The Columbus Dispatch
By: Kurt Ludlow
April 13, 2014
Ask folks why April is an important month when it comes to personal finance, and you'll probably get a bunch of grumbling about taxes.
Most people are likely to cite the April 15 tax-filing deadline. A smaller percentage might note that April 21 has been designated "Tax Freedom Day" -- the day on which Americans, collectively, will satisfy their 2014 tax obligation. A precious few might say that April is when they collected their, ahem, taxable winnings (see IRS Form 1040, Line 21 -- "Other income") from this year's NCAA tournament pool.
Chances are, though, that few, if any, will know -- or care -- that April is National Financial Literacy Month.
And that, experts say, is the problem.
Studies suggest that an alarming percentage of Americans -- especially young people poised to enter college or the workforce -- fail to appreciate the importance of the financial fundamentals that can make or break a 21st-century household.
Sixty-one percent of adults admit to not having any sort of personal budget, according to the 2014 Financial Literacy Survey, which Harris Poll conducted last month on behalf of the National Foundation for Credit Counseling.
The widespread reluctance to set up -- and stick to -- a financial plan could explain why 65 percent of the respondents haven't looked at their credit report in the past year, 34 percent have no liquid savings and 21 percent typically carry more than $1,000 in credit-card debt each month.
For the most part, the survey found, Americans are aware of their financial shortcomings. Forty-one percent said they'd give themselves a grade of C, D or F. "This year's survey once again confirms what we already know: The need for financial education is great," said Susan Keating, the foundation's president and CEO. "Without a solid foundation on which to base everyday financial decisions, Americans are on a slippery slope as they begin to rebuild their financial lives following the Great Recession."
The Council for Economic Education, one of the forces behind the establishment of National Financial Literacy Month a decade ago, maintains that U.S. schools could, and should, do a better job of equipping students with a "real-world understanding of economics and personal finance" -- what the organization calls "the fourth R" of American education (along, of course, with reading, writing and arithmetic).
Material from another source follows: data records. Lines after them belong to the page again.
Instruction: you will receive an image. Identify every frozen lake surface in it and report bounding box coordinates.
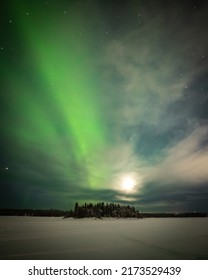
[0,216,208,259]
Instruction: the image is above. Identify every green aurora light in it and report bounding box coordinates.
[7,1,110,190]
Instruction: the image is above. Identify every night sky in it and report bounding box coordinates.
[1,0,208,212]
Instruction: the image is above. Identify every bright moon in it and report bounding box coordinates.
[122,176,135,192]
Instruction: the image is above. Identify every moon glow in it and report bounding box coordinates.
[121,176,135,192]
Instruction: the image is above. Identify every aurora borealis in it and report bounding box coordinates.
[1,0,208,212]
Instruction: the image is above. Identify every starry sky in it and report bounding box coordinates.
[1,0,208,212]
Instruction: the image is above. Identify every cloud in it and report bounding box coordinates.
[100,8,208,131]
[145,125,208,186]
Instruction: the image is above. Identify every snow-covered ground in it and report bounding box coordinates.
[0,216,208,259]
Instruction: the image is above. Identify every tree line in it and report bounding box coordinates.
[0,206,207,218]
[0,202,142,218]
[70,202,142,219]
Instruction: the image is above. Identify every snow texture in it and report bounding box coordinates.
[0,216,208,259]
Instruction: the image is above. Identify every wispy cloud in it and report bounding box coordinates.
[100,5,208,132]
[146,125,208,186]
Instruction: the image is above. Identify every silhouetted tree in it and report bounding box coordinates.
[72,202,142,219]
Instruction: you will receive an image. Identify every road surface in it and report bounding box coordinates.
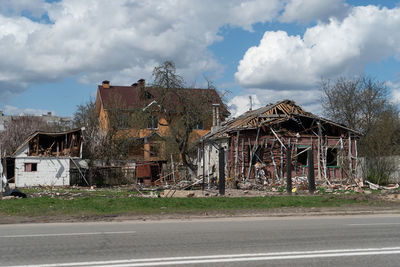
[1,214,400,266]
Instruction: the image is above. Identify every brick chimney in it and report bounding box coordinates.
[102,80,110,89]
[137,79,145,87]
[211,103,221,133]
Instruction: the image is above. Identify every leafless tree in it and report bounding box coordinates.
[0,116,50,156]
[151,61,221,171]
[73,97,143,164]
[321,76,388,134]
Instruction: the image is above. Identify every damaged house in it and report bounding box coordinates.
[12,128,84,187]
[198,100,361,187]
[95,79,228,185]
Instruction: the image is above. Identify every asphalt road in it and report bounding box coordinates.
[1,214,400,266]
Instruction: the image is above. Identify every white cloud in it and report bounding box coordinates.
[229,88,322,117]
[1,105,56,116]
[0,0,283,102]
[280,0,350,24]
[236,5,400,91]
[387,81,400,105]
[228,94,262,118]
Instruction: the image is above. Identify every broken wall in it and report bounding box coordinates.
[227,131,359,185]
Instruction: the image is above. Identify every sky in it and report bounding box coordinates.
[1,0,400,118]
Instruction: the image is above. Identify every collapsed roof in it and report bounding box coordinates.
[13,128,83,158]
[201,100,360,140]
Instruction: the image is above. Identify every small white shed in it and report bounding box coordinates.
[13,129,83,187]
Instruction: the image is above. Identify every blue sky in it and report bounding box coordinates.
[0,0,400,118]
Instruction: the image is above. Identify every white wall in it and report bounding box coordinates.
[15,157,70,187]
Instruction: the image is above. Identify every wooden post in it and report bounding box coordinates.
[171,154,175,184]
[286,145,292,194]
[202,142,205,191]
[234,131,239,183]
[241,139,244,181]
[348,134,352,179]
[307,149,315,193]
[317,122,322,181]
[219,147,225,195]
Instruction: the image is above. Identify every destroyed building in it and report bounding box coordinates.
[12,128,85,187]
[198,100,361,187]
[95,79,228,185]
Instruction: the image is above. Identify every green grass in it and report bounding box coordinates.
[0,195,372,218]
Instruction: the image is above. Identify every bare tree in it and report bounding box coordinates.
[73,98,101,160]
[0,116,50,155]
[74,97,143,164]
[151,61,222,171]
[321,76,388,134]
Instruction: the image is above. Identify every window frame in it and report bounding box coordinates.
[296,145,309,167]
[326,147,340,168]
[25,163,38,172]
[147,115,159,130]
[194,120,204,130]
[117,113,130,129]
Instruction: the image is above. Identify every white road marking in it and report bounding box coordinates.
[347,223,400,226]
[7,247,400,267]
[0,231,136,238]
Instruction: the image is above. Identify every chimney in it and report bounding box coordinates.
[211,104,221,133]
[216,104,220,126]
[137,79,145,87]
[102,80,110,89]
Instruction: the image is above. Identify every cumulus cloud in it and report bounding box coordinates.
[280,0,350,24]
[387,81,400,105]
[0,0,283,102]
[228,94,262,118]
[229,88,322,117]
[236,5,400,91]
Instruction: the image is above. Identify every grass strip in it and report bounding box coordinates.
[0,195,372,217]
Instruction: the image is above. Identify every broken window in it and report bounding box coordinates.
[248,146,264,165]
[25,163,37,172]
[147,115,158,129]
[327,147,339,167]
[296,146,309,166]
[194,120,204,130]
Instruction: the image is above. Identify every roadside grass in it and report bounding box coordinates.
[0,195,373,218]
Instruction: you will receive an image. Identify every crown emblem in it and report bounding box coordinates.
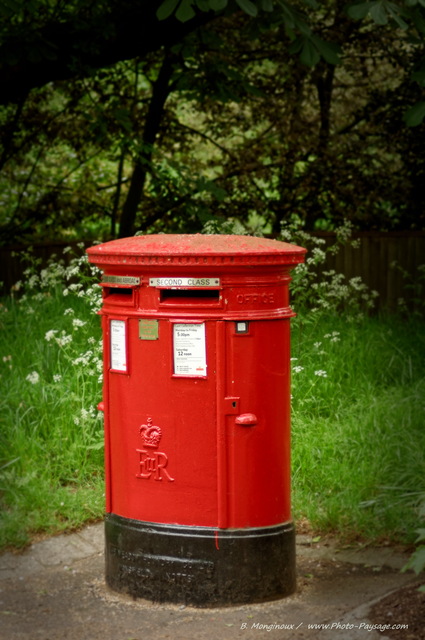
[139,418,162,448]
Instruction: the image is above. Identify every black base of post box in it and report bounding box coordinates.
[104,513,296,607]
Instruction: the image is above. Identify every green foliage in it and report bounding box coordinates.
[288,33,341,66]
[291,313,425,542]
[402,497,425,590]
[405,100,425,126]
[0,0,424,241]
[281,221,379,314]
[347,1,425,124]
[0,246,104,548]
[158,0,342,65]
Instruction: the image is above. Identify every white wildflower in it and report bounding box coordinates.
[314,370,328,377]
[11,280,22,292]
[324,331,340,342]
[27,275,38,289]
[72,318,86,329]
[45,330,58,342]
[53,374,62,383]
[293,365,304,373]
[26,371,40,384]
[56,332,73,347]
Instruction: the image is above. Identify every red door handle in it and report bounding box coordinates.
[235,413,258,427]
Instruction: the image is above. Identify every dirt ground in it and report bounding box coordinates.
[369,581,425,640]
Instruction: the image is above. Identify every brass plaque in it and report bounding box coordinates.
[102,275,140,286]
[139,320,159,341]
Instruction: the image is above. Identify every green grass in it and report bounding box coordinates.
[0,251,424,550]
[0,252,105,549]
[291,313,425,543]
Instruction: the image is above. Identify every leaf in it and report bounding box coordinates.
[235,0,258,17]
[176,0,196,21]
[311,35,341,65]
[86,442,104,451]
[415,528,425,543]
[288,35,303,54]
[386,4,409,29]
[261,0,274,10]
[404,101,425,127]
[208,0,228,9]
[300,39,320,66]
[0,457,20,471]
[112,108,132,133]
[402,546,425,575]
[347,2,372,20]
[156,0,180,20]
[370,1,389,25]
[197,178,228,201]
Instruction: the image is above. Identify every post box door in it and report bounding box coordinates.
[221,318,291,529]
[106,317,220,528]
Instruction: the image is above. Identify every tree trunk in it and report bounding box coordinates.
[316,62,335,152]
[118,51,175,238]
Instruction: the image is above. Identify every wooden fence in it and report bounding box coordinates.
[310,231,425,312]
[1,233,424,312]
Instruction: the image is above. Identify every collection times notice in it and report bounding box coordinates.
[173,323,206,376]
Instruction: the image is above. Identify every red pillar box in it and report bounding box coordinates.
[87,234,306,606]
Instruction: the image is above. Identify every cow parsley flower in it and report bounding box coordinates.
[72,318,86,329]
[26,371,40,384]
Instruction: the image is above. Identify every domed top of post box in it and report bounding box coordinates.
[87,234,306,267]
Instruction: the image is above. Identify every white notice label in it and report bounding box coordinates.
[173,323,207,376]
[110,320,127,372]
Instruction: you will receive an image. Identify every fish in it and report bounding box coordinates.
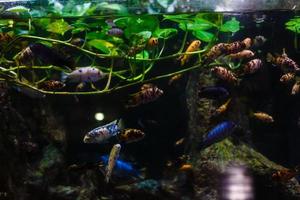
[127,84,163,108]
[64,67,107,83]
[211,67,238,83]
[100,155,140,177]
[272,168,298,182]
[213,98,232,116]
[198,86,229,99]
[243,59,262,74]
[83,119,124,144]
[147,37,159,48]
[253,35,267,47]
[267,49,300,73]
[174,138,185,146]
[291,81,300,95]
[252,112,274,123]
[168,74,183,85]
[198,121,236,149]
[105,144,122,183]
[180,40,201,66]
[107,28,123,37]
[179,164,193,171]
[206,38,251,60]
[280,73,295,84]
[228,50,255,59]
[117,128,145,144]
[38,80,65,91]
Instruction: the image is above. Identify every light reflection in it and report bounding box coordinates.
[95,112,105,121]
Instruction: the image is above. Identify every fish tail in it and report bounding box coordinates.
[116,118,125,132]
[61,72,69,83]
[266,53,274,63]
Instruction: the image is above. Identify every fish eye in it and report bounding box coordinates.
[78,69,82,73]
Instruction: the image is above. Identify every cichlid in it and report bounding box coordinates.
[243,59,262,75]
[100,155,140,177]
[229,50,255,59]
[280,73,295,84]
[83,119,124,144]
[38,80,65,91]
[105,144,122,183]
[117,128,145,144]
[198,121,236,150]
[291,81,300,95]
[64,67,107,83]
[213,98,232,116]
[267,49,300,73]
[272,167,299,182]
[107,28,123,37]
[179,40,201,66]
[252,112,274,123]
[211,67,238,83]
[198,86,229,100]
[127,84,163,108]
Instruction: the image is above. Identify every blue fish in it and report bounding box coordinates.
[198,121,236,149]
[101,155,140,177]
[83,119,124,144]
[199,86,229,99]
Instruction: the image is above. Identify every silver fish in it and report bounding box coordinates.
[105,144,121,183]
[83,119,124,144]
[65,67,106,83]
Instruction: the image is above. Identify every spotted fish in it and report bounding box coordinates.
[105,144,122,183]
[64,67,107,83]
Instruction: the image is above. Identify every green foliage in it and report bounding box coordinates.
[47,19,72,35]
[88,39,115,54]
[286,16,300,33]
[220,17,240,33]
[154,28,177,39]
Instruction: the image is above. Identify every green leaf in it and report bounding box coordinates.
[33,18,51,29]
[163,14,192,23]
[86,32,105,40]
[136,31,152,40]
[196,13,222,26]
[124,16,159,39]
[136,50,149,59]
[88,39,114,54]
[5,6,29,13]
[220,17,240,33]
[192,30,214,42]
[47,19,72,35]
[154,28,177,39]
[72,3,91,16]
[114,17,129,28]
[96,2,128,14]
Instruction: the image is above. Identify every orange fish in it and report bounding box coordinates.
[117,128,145,143]
[272,169,297,182]
[174,138,185,146]
[179,164,193,171]
[280,73,295,84]
[211,67,238,83]
[168,74,183,85]
[213,98,232,116]
[147,37,159,48]
[229,50,255,59]
[291,81,300,95]
[253,112,274,123]
[180,40,201,66]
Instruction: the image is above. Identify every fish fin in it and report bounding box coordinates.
[61,72,69,83]
[116,118,125,132]
[266,53,274,63]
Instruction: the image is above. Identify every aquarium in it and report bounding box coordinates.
[1,0,300,200]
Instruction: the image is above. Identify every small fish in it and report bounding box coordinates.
[127,84,163,108]
[253,112,274,123]
[253,35,267,47]
[267,50,300,73]
[198,121,236,149]
[229,50,255,59]
[280,73,295,84]
[179,164,193,171]
[107,28,123,37]
[100,155,140,177]
[38,80,65,91]
[213,98,232,116]
[272,168,298,182]
[117,128,145,144]
[83,119,124,144]
[168,74,183,85]
[174,138,185,146]
[243,59,262,74]
[198,86,229,99]
[180,40,201,66]
[65,67,106,83]
[291,81,300,95]
[147,37,159,48]
[105,144,122,183]
[211,67,238,83]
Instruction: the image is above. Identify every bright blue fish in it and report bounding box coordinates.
[198,121,236,149]
[101,155,140,177]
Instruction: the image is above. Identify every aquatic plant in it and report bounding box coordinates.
[0,1,241,96]
[285,16,300,51]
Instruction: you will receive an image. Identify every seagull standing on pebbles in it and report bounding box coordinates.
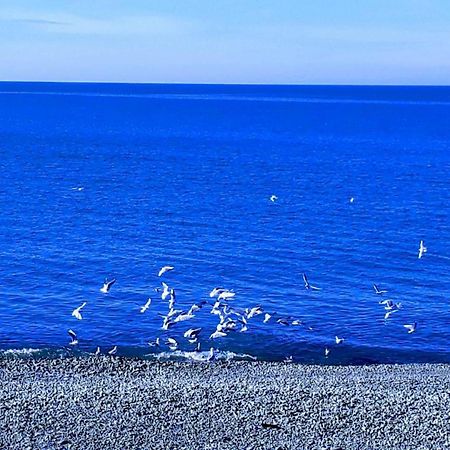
[418,241,427,259]
[68,330,78,346]
[335,336,344,344]
[158,266,174,277]
[404,323,417,334]
[95,347,101,355]
[140,298,152,313]
[72,302,86,320]
[100,278,116,293]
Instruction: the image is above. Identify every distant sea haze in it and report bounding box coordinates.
[0,82,449,364]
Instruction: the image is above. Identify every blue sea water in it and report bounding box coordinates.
[0,82,449,364]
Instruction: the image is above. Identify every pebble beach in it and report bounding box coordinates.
[0,358,449,450]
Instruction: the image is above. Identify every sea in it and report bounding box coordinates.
[0,82,449,364]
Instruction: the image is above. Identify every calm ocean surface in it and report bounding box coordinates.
[0,82,449,363]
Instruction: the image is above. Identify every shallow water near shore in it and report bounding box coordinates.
[0,82,449,364]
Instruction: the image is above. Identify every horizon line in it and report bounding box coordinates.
[0,80,450,88]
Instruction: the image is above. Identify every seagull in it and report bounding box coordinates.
[209,287,226,298]
[158,266,174,277]
[263,313,272,323]
[108,346,117,355]
[184,328,201,343]
[210,329,227,340]
[71,302,86,320]
[140,298,152,313]
[218,290,235,301]
[277,318,290,326]
[284,356,293,363]
[173,311,195,323]
[349,197,355,203]
[246,306,263,319]
[325,347,330,357]
[384,310,398,320]
[95,347,101,355]
[160,282,171,300]
[166,337,178,351]
[68,329,78,346]
[404,323,417,334]
[302,273,321,290]
[188,302,206,315]
[71,186,84,191]
[148,337,160,347]
[207,347,216,362]
[418,240,427,259]
[100,278,116,293]
[335,336,344,345]
[373,284,388,295]
[270,195,278,202]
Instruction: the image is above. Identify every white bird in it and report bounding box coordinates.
[302,273,321,290]
[209,287,226,298]
[166,337,178,351]
[246,306,263,319]
[373,284,388,295]
[72,302,86,320]
[100,278,116,293]
[325,347,330,357]
[68,329,78,346]
[349,197,355,203]
[160,282,171,301]
[404,323,417,334]
[184,328,201,343]
[210,330,227,340]
[284,356,293,363]
[148,337,160,347]
[207,347,216,362]
[291,319,303,326]
[95,347,100,355]
[263,313,272,324]
[158,266,174,277]
[384,310,398,320]
[418,240,427,259]
[335,336,344,345]
[108,346,117,355]
[71,186,84,191]
[270,195,278,202]
[218,290,235,301]
[140,298,152,313]
[173,311,195,323]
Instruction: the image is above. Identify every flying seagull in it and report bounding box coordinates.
[184,328,201,343]
[217,290,235,301]
[384,310,398,320]
[100,278,116,293]
[68,329,78,346]
[418,241,427,259]
[108,346,117,355]
[270,195,278,202]
[166,337,178,351]
[302,273,321,290]
[158,266,174,277]
[148,337,160,347]
[140,298,152,313]
[335,336,344,345]
[263,313,272,324]
[404,323,417,334]
[373,284,388,295]
[71,302,86,320]
[325,347,330,357]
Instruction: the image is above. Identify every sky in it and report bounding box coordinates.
[0,0,450,84]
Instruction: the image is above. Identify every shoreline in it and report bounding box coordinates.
[1,358,449,449]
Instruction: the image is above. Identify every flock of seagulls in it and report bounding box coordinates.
[66,194,426,360]
[67,232,426,360]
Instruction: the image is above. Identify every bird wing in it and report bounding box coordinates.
[106,279,116,288]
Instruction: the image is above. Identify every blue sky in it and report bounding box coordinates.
[0,0,449,84]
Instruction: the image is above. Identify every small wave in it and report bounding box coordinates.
[145,350,257,362]
[1,348,42,357]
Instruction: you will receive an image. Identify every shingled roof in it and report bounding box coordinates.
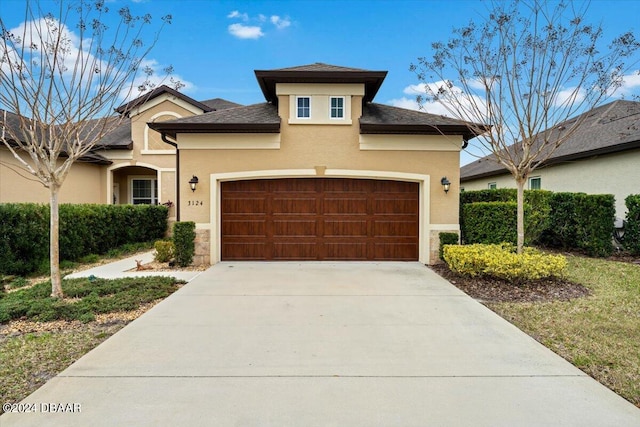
[147,103,280,139]
[461,100,640,181]
[1,109,113,165]
[254,62,387,104]
[361,103,487,141]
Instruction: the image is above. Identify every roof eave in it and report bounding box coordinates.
[148,122,281,140]
[360,123,481,140]
[255,70,387,104]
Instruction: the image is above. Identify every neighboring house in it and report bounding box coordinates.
[0,85,240,222]
[460,100,640,220]
[1,62,484,265]
[148,63,483,265]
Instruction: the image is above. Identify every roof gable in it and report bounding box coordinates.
[115,85,215,117]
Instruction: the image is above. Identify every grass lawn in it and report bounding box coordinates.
[0,275,182,413]
[488,255,640,408]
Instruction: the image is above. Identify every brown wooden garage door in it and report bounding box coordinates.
[221,178,419,261]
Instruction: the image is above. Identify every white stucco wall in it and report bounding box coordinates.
[461,150,640,220]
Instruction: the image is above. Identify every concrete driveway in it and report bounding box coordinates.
[3,262,639,426]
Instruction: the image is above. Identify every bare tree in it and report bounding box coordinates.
[411,0,639,253]
[0,0,173,297]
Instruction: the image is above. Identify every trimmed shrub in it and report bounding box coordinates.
[523,190,553,245]
[624,195,640,256]
[460,188,517,205]
[574,194,615,257]
[443,243,567,283]
[0,204,49,276]
[439,232,459,261]
[461,202,518,245]
[173,221,196,267]
[0,204,169,275]
[154,240,175,263]
[460,189,553,245]
[539,192,580,249]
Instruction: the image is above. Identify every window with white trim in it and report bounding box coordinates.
[330,96,344,118]
[296,96,310,118]
[488,182,497,190]
[529,176,541,190]
[131,178,158,205]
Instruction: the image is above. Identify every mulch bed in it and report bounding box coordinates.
[430,264,591,303]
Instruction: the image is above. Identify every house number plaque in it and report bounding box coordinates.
[188,200,203,206]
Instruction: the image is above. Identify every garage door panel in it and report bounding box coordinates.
[273,220,317,237]
[373,220,418,237]
[271,178,317,193]
[223,180,269,192]
[374,198,418,214]
[373,242,419,261]
[323,197,368,215]
[221,178,419,261]
[273,242,318,260]
[272,197,318,214]
[223,197,266,214]
[324,242,368,260]
[222,220,267,237]
[323,220,368,237]
[223,242,268,260]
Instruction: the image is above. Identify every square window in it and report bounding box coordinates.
[297,97,310,118]
[330,97,344,118]
[488,182,497,190]
[529,177,541,190]
[132,179,158,205]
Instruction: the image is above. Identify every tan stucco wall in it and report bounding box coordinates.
[0,148,105,203]
[178,94,461,226]
[461,150,640,219]
[173,87,462,265]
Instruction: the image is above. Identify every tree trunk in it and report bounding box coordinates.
[50,186,63,298]
[516,178,526,254]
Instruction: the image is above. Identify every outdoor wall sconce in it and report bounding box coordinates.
[441,176,451,194]
[189,175,199,192]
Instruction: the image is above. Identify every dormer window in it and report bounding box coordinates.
[297,96,310,118]
[330,97,344,119]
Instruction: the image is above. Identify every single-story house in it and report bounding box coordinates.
[1,63,485,265]
[460,100,640,221]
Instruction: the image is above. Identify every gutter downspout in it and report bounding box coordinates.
[161,133,180,221]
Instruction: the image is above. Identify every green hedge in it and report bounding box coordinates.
[438,232,459,261]
[460,190,552,245]
[173,221,196,267]
[0,204,168,275]
[574,194,615,257]
[462,202,518,245]
[461,190,614,256]
[624,195,640,256]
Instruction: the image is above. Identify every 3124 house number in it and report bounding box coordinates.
[188,200,203,206]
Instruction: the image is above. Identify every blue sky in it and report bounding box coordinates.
[2,0,639,164]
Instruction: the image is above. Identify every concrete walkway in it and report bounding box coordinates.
[2,262,639,426]
[64,251,203,282]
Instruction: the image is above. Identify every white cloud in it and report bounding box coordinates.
[227,10,248,21]
[119,59,195,102]
[226,10,291,39]
[393,81,489,121]
[552,87,586,107]
[271,15,291,30]
[620,70,640,96]
[228,23,264,39]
The council's 2014 Survey of the States revealed mixed results. On one hand, for the first time, all 50 states and the District of Columbia included economics in their K-12 standards. What's more, the standards in 43 states, including Ohio, feature personal finance specifically. On the other hand, personal-finance courses are mandatory in just 17 states, and testing to ensure student competency is required in even fewer states: six. Ohio is not among either of those groups. "The 17 states that require a personal-finance course today represent only about 40 percent of the U.S. population," said Nan Morrison, the council's president and CEO. "That's a huge gap, and we need to close it."